My LoRA Memorized a Document and Still Couldn't Answer Questions About It
I trained a LoRA adapter on a document until the next-token loss dropped from 10.10 to 0.004. The adapter weights moved. At inference, it produced different logits from the base model.
Then I asked a question about the document. It answered: "I do not have access to the specific details."
The setup
The project was a test-time memory study. Given a long document, should we store information in a LoRA adapter (parametric write) or keep it as exact cached spans in the prompt? The whole thing rests on LoRA write working.
The test was small. Eight chunks of a synthetic research memo with scattered facts. Gemma 4 E2B-it, rank-16 LoRA on language_model q_proj and v_proj. Three conditions per query:
- stable: 2 of 8 chunks as scaffold in the prompt, no training
- write: same scaffold in the prompt, LoRA trained on all 8 chunks
- full: all 8 chunks in the prompt, no training (upper bound)

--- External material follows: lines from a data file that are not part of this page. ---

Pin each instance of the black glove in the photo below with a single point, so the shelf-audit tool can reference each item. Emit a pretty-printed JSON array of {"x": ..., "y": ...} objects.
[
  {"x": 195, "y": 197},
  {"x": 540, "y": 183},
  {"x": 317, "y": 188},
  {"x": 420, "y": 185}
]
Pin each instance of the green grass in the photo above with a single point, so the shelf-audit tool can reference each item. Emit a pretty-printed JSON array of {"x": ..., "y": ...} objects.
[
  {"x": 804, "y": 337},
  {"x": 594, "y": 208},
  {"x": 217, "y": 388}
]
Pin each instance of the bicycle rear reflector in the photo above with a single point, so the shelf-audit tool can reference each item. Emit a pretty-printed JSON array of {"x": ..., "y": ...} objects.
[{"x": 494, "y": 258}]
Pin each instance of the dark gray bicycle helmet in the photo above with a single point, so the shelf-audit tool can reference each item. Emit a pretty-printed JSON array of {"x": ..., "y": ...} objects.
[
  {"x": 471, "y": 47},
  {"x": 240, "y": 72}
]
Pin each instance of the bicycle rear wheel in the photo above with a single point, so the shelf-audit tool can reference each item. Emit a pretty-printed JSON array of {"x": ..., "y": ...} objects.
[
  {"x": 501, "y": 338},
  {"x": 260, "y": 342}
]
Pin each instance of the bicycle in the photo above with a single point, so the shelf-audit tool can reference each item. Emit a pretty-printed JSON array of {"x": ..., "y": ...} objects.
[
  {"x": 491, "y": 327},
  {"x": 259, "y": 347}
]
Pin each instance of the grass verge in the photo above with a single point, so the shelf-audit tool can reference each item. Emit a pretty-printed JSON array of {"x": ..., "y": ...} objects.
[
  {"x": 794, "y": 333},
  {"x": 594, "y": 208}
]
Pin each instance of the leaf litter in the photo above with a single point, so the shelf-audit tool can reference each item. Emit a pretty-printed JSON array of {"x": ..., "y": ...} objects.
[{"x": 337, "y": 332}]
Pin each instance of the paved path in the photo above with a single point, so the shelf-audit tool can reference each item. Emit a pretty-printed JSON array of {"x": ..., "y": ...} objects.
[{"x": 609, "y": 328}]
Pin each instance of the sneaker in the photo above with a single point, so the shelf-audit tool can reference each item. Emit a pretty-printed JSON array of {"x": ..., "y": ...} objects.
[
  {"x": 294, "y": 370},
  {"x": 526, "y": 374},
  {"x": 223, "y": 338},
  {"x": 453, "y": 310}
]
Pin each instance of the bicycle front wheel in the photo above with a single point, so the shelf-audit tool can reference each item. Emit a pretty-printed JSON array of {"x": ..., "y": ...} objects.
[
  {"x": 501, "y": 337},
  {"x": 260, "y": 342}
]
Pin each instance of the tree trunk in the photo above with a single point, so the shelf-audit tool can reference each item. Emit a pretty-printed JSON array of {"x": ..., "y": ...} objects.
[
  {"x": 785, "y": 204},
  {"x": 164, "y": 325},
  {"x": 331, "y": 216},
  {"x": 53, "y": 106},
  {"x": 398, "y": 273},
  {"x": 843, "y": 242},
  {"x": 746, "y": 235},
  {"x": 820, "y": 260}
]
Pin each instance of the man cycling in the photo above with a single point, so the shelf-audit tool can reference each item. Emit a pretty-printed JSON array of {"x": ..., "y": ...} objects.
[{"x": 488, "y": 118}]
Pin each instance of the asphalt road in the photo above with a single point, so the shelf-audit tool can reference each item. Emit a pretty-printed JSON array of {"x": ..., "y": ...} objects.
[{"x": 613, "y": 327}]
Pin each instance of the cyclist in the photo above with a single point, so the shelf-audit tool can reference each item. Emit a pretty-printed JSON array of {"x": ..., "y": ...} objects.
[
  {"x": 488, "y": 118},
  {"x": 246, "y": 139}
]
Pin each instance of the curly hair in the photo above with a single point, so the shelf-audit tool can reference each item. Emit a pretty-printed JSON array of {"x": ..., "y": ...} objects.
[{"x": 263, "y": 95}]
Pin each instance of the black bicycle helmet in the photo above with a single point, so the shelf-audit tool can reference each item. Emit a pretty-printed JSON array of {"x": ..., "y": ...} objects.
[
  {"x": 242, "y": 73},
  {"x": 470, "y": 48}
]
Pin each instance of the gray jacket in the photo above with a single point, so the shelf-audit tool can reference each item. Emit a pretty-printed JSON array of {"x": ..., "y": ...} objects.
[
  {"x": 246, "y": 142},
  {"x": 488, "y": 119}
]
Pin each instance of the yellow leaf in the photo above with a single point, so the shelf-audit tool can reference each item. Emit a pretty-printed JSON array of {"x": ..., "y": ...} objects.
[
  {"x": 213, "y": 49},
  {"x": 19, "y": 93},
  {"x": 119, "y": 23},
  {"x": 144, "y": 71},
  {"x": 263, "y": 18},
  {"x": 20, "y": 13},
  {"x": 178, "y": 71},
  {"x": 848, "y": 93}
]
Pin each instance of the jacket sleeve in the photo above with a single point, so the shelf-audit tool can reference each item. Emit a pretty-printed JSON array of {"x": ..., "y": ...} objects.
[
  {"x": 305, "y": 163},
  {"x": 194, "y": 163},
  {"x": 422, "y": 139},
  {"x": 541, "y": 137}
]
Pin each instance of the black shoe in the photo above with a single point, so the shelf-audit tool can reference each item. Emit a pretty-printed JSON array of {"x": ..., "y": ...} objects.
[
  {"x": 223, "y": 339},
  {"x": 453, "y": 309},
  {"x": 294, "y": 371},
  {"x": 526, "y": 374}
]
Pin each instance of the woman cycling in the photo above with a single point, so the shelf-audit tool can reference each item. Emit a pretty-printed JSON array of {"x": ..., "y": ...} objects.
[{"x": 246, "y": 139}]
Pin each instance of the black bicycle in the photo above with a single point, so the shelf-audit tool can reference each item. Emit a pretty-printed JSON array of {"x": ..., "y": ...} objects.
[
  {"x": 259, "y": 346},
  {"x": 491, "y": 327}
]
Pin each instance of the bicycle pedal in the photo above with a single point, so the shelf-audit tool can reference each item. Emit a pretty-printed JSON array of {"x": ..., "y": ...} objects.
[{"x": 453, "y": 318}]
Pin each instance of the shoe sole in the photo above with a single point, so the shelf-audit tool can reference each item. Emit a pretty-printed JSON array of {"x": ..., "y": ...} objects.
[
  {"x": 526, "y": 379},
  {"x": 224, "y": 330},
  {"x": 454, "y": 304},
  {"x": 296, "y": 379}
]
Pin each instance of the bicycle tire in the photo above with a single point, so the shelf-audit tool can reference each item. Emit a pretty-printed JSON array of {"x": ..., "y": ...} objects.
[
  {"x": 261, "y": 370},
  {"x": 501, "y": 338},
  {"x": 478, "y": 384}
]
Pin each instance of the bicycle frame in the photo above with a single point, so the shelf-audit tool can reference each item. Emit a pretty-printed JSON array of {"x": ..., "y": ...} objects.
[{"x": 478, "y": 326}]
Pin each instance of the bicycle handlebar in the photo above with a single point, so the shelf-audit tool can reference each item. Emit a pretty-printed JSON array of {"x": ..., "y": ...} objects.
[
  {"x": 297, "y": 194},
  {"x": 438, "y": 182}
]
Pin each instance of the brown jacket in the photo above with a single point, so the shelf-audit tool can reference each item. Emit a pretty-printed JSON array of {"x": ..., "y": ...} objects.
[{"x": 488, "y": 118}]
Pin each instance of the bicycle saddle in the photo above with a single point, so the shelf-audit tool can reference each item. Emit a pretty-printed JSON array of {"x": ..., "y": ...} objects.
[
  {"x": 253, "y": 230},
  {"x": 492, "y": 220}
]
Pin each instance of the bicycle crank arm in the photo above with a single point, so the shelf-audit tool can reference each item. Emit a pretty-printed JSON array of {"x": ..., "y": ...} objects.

Queries target facts in chunks 3 through 8. These facts are not in the scaffold. If the LoRA absorbed the document, write should beat stable.
The numbers
Three training configurations, 24 queries each. Metric is fraction of expected entities in the answer.
| config | loss | stable | write | full |
|---|---|---|---|---|
| 10 steps, 1e-3 | 10.10 → 0.12 | 0.000 | 0.000 | 0.875 |
| 20 steps, 1e-3 | 10.10 → 0.04 | 0.000 | 0.000 | 0.875 |
| 30 steps, 5e-4 | 10.10 → 0.004 | 0.000 | 0.000 | 0.875 |
Loss converges. Write score is zero across every config and every query. The model answers 87.5% when the document is in the prompt and 0% when it's only in the adapter.
Why I didn't believe the zero at first
For four iterations I was sure something was mechanically broken. Each bug I found was enough to think "maybe that's why write isn't working."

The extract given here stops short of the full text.